1. The universes remain empty other than the previously mentioned objects. Lets call them universes U1 and U1' for this step. The amount of deflection observed can be calculated. The velocities of the stars A1 and A1' are both 0 in their own reference frames and all other variables are equal as well, so the amount of deflection observed in universes U1 and U1' is the same.

2. Two universes U2 and U2' appear. They are exactly equal to U1 and U1' respectively, with the difference that universes U2 and U2' contain gigantic galaxy clusters G2 and G2'. Stars A2 and A2' are located inside these galaxy clusters. The different velocities of stars A2 and A2' mean that the average velocity of the galaxy clusters G2 and G2' is slightly different. The inertial mass of the galaxy clusters G and G' is also slightly different because the velocity difference between stars A2 and A2' will naturally be higher than the velocity differences between the average velocities of the larger systems G2 and G2'.
Since the inertial mass of G2 is different than the inertial mass of G2', the observer in U2 will see a different deflection of light than the observer in U2'

3. Universes U3 and U3' are duplicates of U2 and U2'. Except for the fact that the galaxies in both are reduced to single stars near A3 and A3' which are a light year away from them. The new two-star systems are called G3 and G3'.
The different velocities between A3 and A3' mean that the inertial masses of G3 and G3' are different. Since the inertial mass of G3 is different than the inertial mass of G3', the observer in U3 will see a different deflection of light than the observer in U3'

4. Universes U4 and U4' are duplicates of U3 and U3'. Except for the fact that the stars in both are replaced by a planets with telescopes, moved to the location of the observers. The new two-object systems are called G4 and G4'.
The different velocities between A4 and A4' mean that the inertial masses of G4 and G4' are different.
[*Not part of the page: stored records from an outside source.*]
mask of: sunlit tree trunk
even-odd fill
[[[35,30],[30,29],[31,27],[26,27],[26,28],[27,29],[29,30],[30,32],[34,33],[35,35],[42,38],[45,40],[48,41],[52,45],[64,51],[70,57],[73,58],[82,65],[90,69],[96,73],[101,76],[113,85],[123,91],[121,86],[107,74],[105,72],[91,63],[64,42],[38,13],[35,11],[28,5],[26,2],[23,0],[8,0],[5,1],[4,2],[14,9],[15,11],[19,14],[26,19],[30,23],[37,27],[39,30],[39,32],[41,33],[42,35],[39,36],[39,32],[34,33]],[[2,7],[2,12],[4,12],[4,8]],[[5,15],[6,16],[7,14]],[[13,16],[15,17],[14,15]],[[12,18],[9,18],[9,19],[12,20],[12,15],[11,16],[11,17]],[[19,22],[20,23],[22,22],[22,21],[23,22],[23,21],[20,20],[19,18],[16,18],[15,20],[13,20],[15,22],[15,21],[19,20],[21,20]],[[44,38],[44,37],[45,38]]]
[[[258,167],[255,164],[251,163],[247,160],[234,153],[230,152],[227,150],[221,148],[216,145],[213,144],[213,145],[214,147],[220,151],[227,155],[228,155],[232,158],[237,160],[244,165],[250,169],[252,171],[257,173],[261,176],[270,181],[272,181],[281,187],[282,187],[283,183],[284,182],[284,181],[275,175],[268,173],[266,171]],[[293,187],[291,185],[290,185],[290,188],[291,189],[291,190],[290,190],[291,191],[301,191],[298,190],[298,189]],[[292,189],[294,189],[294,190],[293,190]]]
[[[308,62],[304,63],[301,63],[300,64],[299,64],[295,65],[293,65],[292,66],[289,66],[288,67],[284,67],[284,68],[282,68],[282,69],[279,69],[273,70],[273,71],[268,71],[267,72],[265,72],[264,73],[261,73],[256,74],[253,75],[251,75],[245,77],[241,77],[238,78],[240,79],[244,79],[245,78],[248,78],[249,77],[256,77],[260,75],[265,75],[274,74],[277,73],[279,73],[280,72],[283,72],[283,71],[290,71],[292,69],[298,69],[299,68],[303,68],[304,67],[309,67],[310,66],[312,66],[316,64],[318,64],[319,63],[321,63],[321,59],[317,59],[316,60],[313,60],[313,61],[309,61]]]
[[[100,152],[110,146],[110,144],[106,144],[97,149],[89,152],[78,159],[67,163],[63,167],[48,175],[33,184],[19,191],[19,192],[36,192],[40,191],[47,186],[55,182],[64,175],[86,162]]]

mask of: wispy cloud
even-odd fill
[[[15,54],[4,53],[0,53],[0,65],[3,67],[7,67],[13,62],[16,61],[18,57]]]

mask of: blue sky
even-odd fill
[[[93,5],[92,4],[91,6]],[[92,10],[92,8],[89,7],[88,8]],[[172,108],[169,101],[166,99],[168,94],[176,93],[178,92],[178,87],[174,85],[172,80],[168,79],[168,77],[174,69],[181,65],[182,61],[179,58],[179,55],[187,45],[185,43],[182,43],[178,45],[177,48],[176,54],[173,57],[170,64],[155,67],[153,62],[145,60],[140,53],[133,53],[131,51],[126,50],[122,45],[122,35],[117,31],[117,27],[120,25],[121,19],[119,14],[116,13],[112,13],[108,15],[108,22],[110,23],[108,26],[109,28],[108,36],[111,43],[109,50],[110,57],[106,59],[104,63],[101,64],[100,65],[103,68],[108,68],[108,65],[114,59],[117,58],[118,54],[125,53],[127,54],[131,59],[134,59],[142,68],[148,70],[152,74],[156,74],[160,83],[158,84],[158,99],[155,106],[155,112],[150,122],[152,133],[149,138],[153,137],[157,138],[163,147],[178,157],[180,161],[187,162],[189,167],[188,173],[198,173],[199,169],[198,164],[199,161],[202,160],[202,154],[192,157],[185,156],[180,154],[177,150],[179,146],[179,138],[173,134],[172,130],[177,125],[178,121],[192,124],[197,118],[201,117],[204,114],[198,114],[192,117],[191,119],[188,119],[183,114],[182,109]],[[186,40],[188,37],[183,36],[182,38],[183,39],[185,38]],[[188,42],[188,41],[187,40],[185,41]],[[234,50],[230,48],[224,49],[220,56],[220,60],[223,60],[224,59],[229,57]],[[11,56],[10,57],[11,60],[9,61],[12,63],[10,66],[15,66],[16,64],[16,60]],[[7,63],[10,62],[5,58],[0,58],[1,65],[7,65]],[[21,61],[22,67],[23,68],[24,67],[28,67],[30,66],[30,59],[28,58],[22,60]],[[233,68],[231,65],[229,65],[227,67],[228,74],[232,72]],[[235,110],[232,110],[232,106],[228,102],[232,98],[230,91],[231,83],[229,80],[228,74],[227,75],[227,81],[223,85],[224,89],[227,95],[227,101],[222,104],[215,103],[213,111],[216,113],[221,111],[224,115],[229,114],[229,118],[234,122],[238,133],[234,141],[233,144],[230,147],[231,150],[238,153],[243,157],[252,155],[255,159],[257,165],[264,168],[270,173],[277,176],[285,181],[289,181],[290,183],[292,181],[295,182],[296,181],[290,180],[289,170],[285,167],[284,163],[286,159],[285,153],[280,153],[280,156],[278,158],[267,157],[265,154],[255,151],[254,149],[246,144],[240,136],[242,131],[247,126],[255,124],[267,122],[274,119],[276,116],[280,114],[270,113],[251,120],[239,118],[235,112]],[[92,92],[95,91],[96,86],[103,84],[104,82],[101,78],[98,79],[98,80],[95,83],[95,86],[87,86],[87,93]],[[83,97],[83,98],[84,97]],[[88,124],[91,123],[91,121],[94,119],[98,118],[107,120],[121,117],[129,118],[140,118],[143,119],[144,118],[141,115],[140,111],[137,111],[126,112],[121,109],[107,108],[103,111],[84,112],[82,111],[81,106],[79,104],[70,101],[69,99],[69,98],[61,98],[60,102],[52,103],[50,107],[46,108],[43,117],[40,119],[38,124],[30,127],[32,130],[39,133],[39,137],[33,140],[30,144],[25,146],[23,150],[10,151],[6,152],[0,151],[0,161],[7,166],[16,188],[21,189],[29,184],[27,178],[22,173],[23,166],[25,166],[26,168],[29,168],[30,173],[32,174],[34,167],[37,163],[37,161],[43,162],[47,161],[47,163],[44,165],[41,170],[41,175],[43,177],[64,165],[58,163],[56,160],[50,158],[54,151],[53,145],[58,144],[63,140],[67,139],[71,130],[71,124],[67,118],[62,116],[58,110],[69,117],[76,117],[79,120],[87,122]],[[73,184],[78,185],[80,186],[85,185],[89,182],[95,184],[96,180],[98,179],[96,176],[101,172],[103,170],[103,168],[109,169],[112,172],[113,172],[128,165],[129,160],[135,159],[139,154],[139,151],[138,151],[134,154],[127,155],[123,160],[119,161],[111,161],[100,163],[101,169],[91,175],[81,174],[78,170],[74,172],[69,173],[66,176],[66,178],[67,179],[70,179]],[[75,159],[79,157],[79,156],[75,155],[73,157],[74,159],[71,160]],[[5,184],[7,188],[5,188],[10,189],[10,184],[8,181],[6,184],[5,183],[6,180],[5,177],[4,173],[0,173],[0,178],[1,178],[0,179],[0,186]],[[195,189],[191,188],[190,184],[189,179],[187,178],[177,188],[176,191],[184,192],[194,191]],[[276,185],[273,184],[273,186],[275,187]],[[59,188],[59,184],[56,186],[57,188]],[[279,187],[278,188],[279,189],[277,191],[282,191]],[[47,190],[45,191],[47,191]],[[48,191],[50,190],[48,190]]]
Since the inertial mass of G4 is different than the inertial mass of G4', the observer in U4 will see a different deflection of light than the observer in U4'

So 1. must have been incorrect. Movement of mass A will influence the deflection of light and the geometry of space.

12. Apr 25, 2013

### Bill_K

This is already incorrect. As stated way back at the beginning, the light deflection is the same in the rest frame of the stars, A1 and A1'. However since they are moving at different velocities, the light rays received by the observer will have undergone different aberration, and the deflection measured by the observer will be different.

13. Apr 25, 2013

### Xilor

Hmm right, I forgot about that. I'm mostly just trying to look at it from an energy perspective though. But would you happen to have a link for further reading? Most of what I can find seems to just deal with differing observed directions of light at different velocities of the observers. Not anything that has to do with gravitational lensing and how the movement of the mass affects how it deflects light.